Narayanaswami Srinivasan faces court challenge to BCCI post
Nation's supreme court to hear case put by Bihar state that the game's most powerful man should not be allowed to stand for re-election
Narayanaswami Srinivasan, the most powerful man in cricket, faces a last-ditch challenge to his reinstatement this weekend as head of India's board, days after his son-in-law was charged in a corruption scandal.
The combative president of the Board of Control for Cricket in India (BCCI) should have been a certainty at Sunday's annual meeting in Chennai, facing no challenge to his re-election for a third year in office.

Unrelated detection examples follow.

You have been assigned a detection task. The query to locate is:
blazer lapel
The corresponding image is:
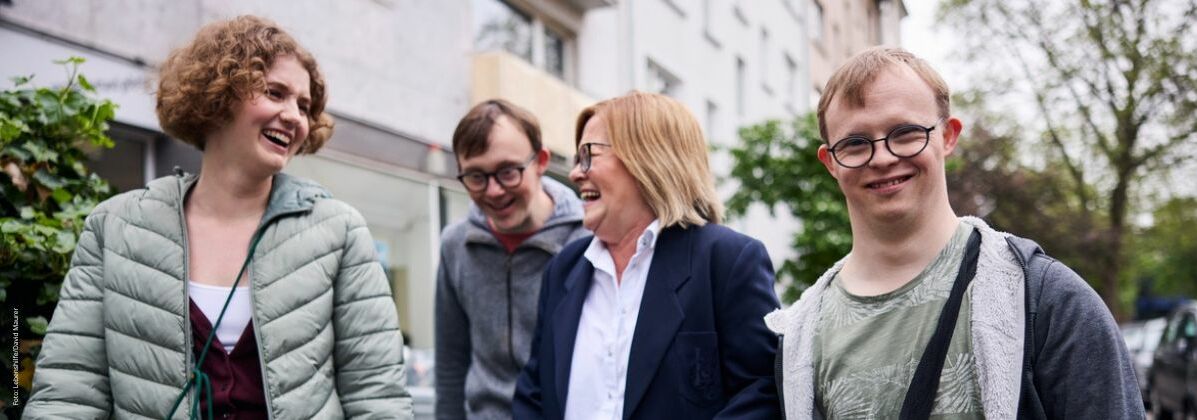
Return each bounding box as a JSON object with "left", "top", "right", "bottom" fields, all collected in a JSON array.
[
  {"left": 624, "top": 226, "right": 693, "bottom": 419},
  {"left": 541, "top": 257, "right": 595, "bottom": 406}
]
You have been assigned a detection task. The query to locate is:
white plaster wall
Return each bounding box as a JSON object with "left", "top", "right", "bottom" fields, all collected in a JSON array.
[
  {"left": 578, "top": 0, "right": 814, "bottom": 276},
  {"left": 0, "top": 0, "right": 472, "bottom": 145}
]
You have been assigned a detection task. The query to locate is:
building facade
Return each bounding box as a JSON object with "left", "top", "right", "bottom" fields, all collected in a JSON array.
[{"left": 802, "top": 0, "right": 906, "bottom": 108}]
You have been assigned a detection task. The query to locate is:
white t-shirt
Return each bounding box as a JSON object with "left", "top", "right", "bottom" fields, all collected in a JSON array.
[
  {"left": 565, "top": 220, "right": 661, "bottom": 420},
  {"left": 187, "top": 281, "right": 254, "bottom": 353}
]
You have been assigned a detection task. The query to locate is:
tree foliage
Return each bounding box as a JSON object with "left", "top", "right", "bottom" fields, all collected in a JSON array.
[
  {"left": 728, "top": 112, "right": 852, "bottom": 303},
  {"left": 0, "top": 57, "right": 116, "bottom": 335},
  {"left": 1130, "top": 197, "right": 1197, "bottom": 297},
  {"left": 941, "top": 0, "right": 1197, "bottom": 316}
]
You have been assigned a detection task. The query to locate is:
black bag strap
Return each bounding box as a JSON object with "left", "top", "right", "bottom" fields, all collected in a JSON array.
[
  {"left": 899, "top": 229, "right": 980, "bottom": 420},
  {"left": 1019, "top": 254, "right": 1055, "bottom": 419}
]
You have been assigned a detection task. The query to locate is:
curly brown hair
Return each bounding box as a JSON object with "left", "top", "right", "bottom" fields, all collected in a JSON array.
[{"left": 157, "top": 16, "right": 333, "bottom": 154}]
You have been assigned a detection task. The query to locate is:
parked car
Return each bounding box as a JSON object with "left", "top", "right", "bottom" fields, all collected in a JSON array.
[
  {"left": 1122, "top": 317, "right": 1168, "bottom": 407},
  {"left": 1148, "top": 303, "right": 1197, "bottom": 420}
]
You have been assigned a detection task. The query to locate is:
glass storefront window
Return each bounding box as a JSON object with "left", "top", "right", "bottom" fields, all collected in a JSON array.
[{"left": 286, "top": 156, "right": 440, "bottom": 348}]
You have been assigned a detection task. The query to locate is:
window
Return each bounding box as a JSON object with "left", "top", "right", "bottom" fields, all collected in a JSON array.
[
  {"left": 473, "top": 0, "right": 573, "bottom": 80},
  {"left": 736, "top": 57, "right": 745, "bottom": 116},
  {"left": 474, "top": 0, "right": 533, "bottom": 62},
  {"left": 286, "top": 156, "right": 440, "bottom": 348},
  {"left": 706, "top": 101, "right": 719, "bottom": 144},
  {"left": 783, "top": 54, "right": 798, "bottom": 111},
  {"left": 648, "top": 59, "right": 681, "bottom": 98},
  {"left": 807, "top": 0, "right": 822, "bottom": 43},
  {"left": 703, "top": 0, "right": 723, "bottom": 48},
  {"left": 759, "top": 28, "right": 773, "bottom": 93},
  {"left": 545, "top": 28, "right": 565, "bottom": 79}
]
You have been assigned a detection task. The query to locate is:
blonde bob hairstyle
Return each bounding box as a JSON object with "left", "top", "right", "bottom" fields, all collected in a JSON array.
[
  {"left": 573, "top": 91, "right": 723, "bottom": 227},
  {"left": 819, "top": 47, "right": 952, "bottom": 144}
]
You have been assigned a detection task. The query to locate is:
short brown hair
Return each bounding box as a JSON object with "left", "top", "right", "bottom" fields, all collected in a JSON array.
[
  {"left": 819, "top": 47, "right": 952, "bottom": 142},
  {"left": 573, "top": 91, "right": 723, "bottom": 227},
  {"left": 157, "top": 16, "right": 333, "bottom": 154},
  {"left": 452, "top": 99, "right": 543, "bottom": 159}
]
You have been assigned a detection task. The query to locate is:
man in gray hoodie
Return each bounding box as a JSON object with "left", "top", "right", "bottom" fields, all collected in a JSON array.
[
  {"left": 765, "top": 47, "right": 1143, "bottom": 419},
  {"left": 436, "top": 99, "right": 589, "bottom": 419}
]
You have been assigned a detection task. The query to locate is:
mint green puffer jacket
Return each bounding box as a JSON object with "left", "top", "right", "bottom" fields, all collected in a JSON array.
[{"left": 24, "top": 174, "right": 412, "bottom": 420}]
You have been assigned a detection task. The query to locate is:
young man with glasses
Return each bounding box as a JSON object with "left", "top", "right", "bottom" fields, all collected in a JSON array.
[
  {"left": 766, "top": 48, "right": 1143, "bottom": 419},
  {"left": 436, "top": 99, "right": 588, "bottom": 419}
]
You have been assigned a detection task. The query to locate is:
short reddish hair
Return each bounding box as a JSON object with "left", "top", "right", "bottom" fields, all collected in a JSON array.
[
  {"left": 818, "top": 47, "right": 952, "bottom": 144},
  {"left": 157, "top": 16, "right": 333, "bottom": 154}
]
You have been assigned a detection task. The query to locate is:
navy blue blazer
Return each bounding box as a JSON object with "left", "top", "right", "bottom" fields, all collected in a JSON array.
[{"left": 512, "top": 224, "right": 780, "bottom": 419}]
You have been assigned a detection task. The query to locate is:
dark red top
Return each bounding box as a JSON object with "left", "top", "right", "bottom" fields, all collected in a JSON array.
[{"left": 190, "top": 300, "right": 269, "bottom": 420}]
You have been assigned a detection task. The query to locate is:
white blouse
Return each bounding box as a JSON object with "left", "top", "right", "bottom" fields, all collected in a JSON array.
[{"left": 187, "top": 281, "right": 254, "bottom": 353}]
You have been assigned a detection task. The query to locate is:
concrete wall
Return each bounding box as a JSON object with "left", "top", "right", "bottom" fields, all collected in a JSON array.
[{"left": 567, "top": 0, "right": 810, "bottom": 275}]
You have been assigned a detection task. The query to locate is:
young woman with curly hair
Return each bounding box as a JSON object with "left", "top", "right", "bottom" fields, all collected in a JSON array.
[{"left": 24, "top": 16, "right": 412, "bottom": 419}]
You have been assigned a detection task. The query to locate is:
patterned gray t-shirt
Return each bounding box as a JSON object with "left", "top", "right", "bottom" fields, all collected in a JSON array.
[{"left": 814, "top": 224, "right": 984, "bottom": 419}]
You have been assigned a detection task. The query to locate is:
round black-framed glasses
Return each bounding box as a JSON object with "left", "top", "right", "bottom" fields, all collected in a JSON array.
[
  {"left": 457, "top": 152, "right": 540, "bottom": 193},
  {"left": 830, "top": 117, "right": 947, "bottom": 168}
]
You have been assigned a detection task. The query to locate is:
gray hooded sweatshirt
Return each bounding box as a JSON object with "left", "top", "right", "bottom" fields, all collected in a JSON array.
[
  {"left": 765, "top": 217, "right": 1143, "bottom": 419},
  {"left": 436, "top": 177, "right": 590, "bottom": 419}
]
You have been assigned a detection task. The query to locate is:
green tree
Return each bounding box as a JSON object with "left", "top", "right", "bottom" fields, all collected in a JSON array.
[
  {"left": 728, "top": 112, "right": 852, "bottom": 303},
  {"left": 1130, "top": 197, "right": 1197, "bottom": 298},
  {"left": 0, "top": 57, "right": 116, "bottom": 416},
  {"left": 941, "top": 0, "right": 1197, "bottom": 318}
]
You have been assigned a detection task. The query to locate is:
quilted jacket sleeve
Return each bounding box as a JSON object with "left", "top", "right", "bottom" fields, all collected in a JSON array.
[
  {"left": 23, "top": 211, "right": 113, "bottom": 419},
  {"left": 333, "top": 209, "right": 413, "bottom": 419}
]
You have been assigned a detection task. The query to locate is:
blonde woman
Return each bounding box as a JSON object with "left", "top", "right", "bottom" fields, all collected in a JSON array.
[
  {"left": 515, "top": 92, "right": 780, "bottom": 420},
  {"left": 24, "top": 16, "right": 412, "bottom": 419}
]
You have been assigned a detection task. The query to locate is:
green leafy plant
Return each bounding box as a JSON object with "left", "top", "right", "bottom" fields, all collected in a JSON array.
[
  {"left": 727, "top": 114, "right": 852, "bottom": 303},
  {"left": 0, "top": 57, "right": 116, "bottom": 336}
]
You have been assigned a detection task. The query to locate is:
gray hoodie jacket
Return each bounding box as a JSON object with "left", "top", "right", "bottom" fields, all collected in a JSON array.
[
  {"left": 436, "top": 177, "right": 590, "bottom": 419},
  {"left": 765, "top": 217, "right": 1144, "bottom": 419}
]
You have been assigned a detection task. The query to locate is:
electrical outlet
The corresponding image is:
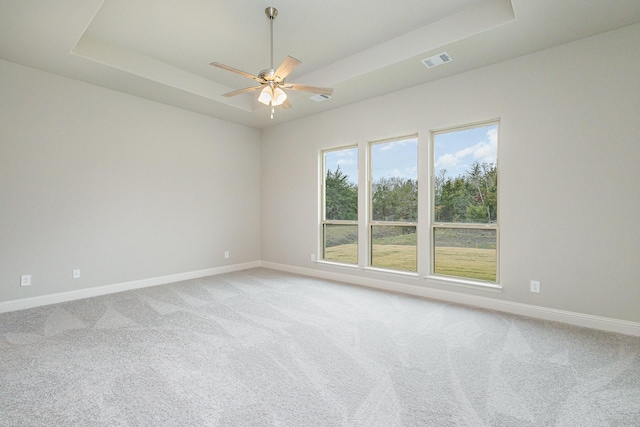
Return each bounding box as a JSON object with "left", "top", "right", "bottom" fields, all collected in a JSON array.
[{"left": 531, "top": 280, "right": 540, "bottom": 294}]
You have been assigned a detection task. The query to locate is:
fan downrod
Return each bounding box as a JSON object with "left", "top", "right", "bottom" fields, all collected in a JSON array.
[{"left": 264, "top": 7, "right": 278, "bottom": 20}]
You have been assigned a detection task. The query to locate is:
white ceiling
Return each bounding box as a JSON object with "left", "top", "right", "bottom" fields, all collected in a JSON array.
[{"left": 0, "top": 0, "right": 640, "bottom": 128}]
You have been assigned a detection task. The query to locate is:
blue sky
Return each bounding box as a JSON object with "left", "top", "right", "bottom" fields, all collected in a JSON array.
[
  {"left": 434, "top": 124, "right": 498, "bottom": 178},
  {"left": 325, "top": 124, "right": 498, "bottom": 183}
]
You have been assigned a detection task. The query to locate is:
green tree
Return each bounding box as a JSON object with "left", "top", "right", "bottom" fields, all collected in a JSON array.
[
  {"left": 372, "top": 177, "right": 418, "bottom": 221},
  {"left": 325, "top": 166, "right": 358, "bottom": 221}
]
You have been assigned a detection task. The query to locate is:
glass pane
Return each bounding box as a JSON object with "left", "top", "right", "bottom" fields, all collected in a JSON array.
[
  {"left": 433, "top": 227, "right": 497, "bottom": 282},
  {"left": 371, "top": 137, "right": 418, "bottom": 222},
  {"left": 324, "top": 147, "right": 358, "bottom": 221},
  {"left": 433, "top": 123, "right": 498, "bottom": 223},
  {"left": 371, "top": 225, "right": 418, "bottom": 271},
  {"left": 323, "top": 224, "right": 358, "bottom": 264}
]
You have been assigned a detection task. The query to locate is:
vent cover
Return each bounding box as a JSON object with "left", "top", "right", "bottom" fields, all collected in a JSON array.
[
  {"left": 422, "top": 52, "right": 452, "bottom": 68},
  {"left": 309, "top": 93, "right": 331, "bottom": 102}
]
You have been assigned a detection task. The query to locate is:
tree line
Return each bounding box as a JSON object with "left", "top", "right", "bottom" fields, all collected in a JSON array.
[{"left": 325, "top": 162, "right": 498, "bottom": 223}]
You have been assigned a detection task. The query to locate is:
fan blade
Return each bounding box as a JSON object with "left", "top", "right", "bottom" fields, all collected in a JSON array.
[
  {"left": 275, "top": 56, "right": 302, "bottom": 80},
  {"left": 282, "top": 83, "right": 333, "bottom": 96},
  {"left": 209, "top": 62, "right": 264, "bottom": 83},
  {"left": 222, "top": 86, "right": 264, "bottom": 98}
]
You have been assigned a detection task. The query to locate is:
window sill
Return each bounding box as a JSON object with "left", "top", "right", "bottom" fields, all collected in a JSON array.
[
  {"left": 362, "top": 267, "right": 420, "bottom": 279},
  {"left": 313, "top": 259, "right": 359, "bottom": 270},
  {"left": 424, "top": 276, "right": 502, "bottom": 292}
]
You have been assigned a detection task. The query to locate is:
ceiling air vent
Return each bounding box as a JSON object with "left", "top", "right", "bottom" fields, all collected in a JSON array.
[
  {"left": 422, "top": 52, "right": 452, "bottom": 68},
  {"left": 309, "top": 93, "right": 331, "bottom": 102}
]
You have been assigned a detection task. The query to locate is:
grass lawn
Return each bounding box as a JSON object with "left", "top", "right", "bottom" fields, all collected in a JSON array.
[{"left": 325, "top": 244, "right": 496, "bottom": 282}]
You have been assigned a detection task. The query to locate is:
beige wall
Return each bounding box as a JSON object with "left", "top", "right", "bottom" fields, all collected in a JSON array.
[
  {"left": 0, "top": 61, "right": 260, "bottom": 302},
  {"left": 0, "top": 25, "right": 640, "bottom": 322},
  {"left": 261, "top": 25, "right": 640, "bottom": 322}
]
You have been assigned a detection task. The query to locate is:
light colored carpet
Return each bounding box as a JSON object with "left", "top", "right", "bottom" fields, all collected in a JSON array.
[{"left": 0, "top": 269, "right": 640, "bottom": 427}]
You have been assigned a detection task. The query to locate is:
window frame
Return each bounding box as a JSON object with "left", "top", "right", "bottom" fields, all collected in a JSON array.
[
  {"left": 365, "top": 133, "right": 420, "bottom": 276},
  {"left": 317, "top": 144, "right": 361, "bottom": 267},
  {"left": 427, "top": 119, "right": 502, "bottom": 290}
]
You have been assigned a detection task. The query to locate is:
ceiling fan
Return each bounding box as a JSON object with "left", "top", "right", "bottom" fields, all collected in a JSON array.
[{"left": 210, "top": 7, "right": 333, "bottom": 119}]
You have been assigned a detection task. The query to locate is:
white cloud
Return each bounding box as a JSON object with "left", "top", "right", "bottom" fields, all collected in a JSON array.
[
  {"left": 435, "top": 129, "right": 498, "bottom": 169},
  {"left": 380, "top": 139, "right": 407, "bottom": 151}
]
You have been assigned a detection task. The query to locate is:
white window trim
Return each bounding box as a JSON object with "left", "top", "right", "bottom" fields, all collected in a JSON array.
[
  {"left": 362, "top": 133, "right": 420, "bottom": 277},
  {"left": 424, "top": 118, "right": 502, "bottom": 286}
]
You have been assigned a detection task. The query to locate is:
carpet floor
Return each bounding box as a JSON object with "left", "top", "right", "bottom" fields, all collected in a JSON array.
[{"left": 0, "top": 268, "right": 640, "bottom": 427}]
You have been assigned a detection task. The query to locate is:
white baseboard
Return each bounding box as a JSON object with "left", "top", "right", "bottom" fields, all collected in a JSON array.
[
  {"left": 0, "top": 261, "right": 260, "bottom": 313},
  {"left": 260, "top": 261, "right": 640, "bottom": 336},
  {"left": 0, "top": 261, "right": 640, "bottom": 336}
]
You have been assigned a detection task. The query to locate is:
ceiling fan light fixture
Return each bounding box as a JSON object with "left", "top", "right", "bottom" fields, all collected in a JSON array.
[
  {"left": 271, "top": 87, "right": 287, "bottom": 106},
  {"left": 258, "top": 86, "right": 273, "bottom": 105}
]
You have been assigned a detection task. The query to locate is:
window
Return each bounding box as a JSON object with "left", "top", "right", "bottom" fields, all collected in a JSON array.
[
  {"left": 321, "top": 147, "right": 358, "bottom": 264},
  {"left": 369, "top": 136, "right": 418, "bottom": 272},
  {"left": 431, "top": 122, "right": 498, "bottom": 282}
]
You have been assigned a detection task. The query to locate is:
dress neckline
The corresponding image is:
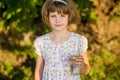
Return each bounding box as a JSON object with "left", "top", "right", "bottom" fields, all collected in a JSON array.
[{"left": 47, "top": 32, "right": 73, "bottom": 45}]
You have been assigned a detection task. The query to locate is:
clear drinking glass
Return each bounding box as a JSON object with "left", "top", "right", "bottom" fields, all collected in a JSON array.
[{"left": 69, "top": 55, "right": 80, "bottom": 76}]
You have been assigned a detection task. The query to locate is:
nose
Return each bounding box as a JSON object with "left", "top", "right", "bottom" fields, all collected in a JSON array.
[{"left": 56, "top": 16, "right": 61, "bottom": 23}]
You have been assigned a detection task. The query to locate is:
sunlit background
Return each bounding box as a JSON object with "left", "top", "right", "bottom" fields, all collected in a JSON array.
[{"left": 0, "top": 0, "right": 120, "bottom": 80}]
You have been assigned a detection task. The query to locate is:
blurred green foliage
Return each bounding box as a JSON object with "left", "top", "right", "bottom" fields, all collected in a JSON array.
[{"left": 0, "top": 0, "right": 120, "bottom": 80}]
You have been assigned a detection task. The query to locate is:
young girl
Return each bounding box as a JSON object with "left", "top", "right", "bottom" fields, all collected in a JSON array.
[{"left": 34, "top": 0, "right": 90, "bottom": 80}]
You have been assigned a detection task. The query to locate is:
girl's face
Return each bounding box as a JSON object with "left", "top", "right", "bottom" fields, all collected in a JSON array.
[{"left": 49, "top": 12, "right": 68, "bottom": 31}]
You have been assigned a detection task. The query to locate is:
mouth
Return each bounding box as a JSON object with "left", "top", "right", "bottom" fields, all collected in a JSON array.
[{"left": 55, "top": 24, "right": 62, "bottom": 27}]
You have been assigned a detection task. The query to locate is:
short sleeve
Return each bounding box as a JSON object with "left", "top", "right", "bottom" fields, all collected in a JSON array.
[
  {"left": 78, "top": 36, "right": 88, "bottom": 53},
  {"left": 34, "top": 38, "right": 42, "bottom": 55}
]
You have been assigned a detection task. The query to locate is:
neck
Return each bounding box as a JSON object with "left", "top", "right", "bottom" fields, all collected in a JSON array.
[{"left": 51, "top": 30, "right": 70, "bottom": 38}]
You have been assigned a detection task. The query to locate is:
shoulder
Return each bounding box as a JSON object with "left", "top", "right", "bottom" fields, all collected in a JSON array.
[
  {"left": 72, "top": 32, "right": 87, "bottom": 41},
  {"left": 34, "top": 34, "right": 47, "bottom": 44}
]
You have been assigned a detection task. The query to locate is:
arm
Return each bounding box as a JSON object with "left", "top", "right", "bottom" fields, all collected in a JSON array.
[
  {"left": 76, "top": 51, "right": 90, "bottom": 75},
  {"left": 34, "top": 55, "right": 44, "bottom": 80}
]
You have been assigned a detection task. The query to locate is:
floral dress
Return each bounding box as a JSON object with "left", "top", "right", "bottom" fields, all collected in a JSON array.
[{"left": 34, "top": 32, "right": 88, "bottom": 80}]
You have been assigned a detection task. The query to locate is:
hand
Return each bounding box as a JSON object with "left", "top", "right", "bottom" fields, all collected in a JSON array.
[{"left": 75, "top": 54, "right": 85, "bottom": 69}]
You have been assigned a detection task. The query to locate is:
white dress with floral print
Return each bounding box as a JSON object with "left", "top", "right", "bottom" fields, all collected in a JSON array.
[{"left": 34, "top": 32, "right": 88, "bottom": 80}]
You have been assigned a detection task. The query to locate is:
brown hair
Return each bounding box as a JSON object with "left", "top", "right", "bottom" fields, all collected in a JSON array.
[{"left": 42, "top": 0, "right": 80, "bottom": 26}]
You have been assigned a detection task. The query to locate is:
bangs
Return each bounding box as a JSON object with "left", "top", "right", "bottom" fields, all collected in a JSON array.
[{"left": 48, "top": 2, "right": 69, "bottom": 15}]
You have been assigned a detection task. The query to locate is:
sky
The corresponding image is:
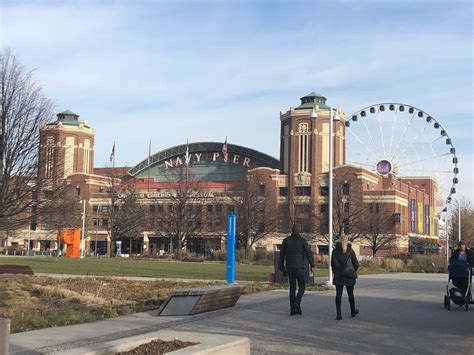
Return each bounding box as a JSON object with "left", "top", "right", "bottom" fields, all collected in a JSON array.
[{"left": 0, "top": 0, "right": 474, "bottom": 201}]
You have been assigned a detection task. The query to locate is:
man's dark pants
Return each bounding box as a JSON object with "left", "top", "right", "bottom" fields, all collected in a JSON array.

But he now has a new hurdle tomorrow after the Supreme Court agreed to consider a request for an injunction to prevent him from standing for election, brought by a cricket association in Bihar state.
India, cricket's superpower, generates 70 per cent of the international game's revenue due to its vast television audiences, allowing the BCCI to have its way in all significant decisions on the game's future.
Other international boards dread falling out with the BCCI, aware that the sale of television rights for India series is vital to their survival.
The hearing is yet another headache for Srinivasan, 68, who had to nominally step aside from the BCCI in June - curtailing his powers - when his son-in-law Gurunath Meiyappan was named as a suspect in a corruption inquiry.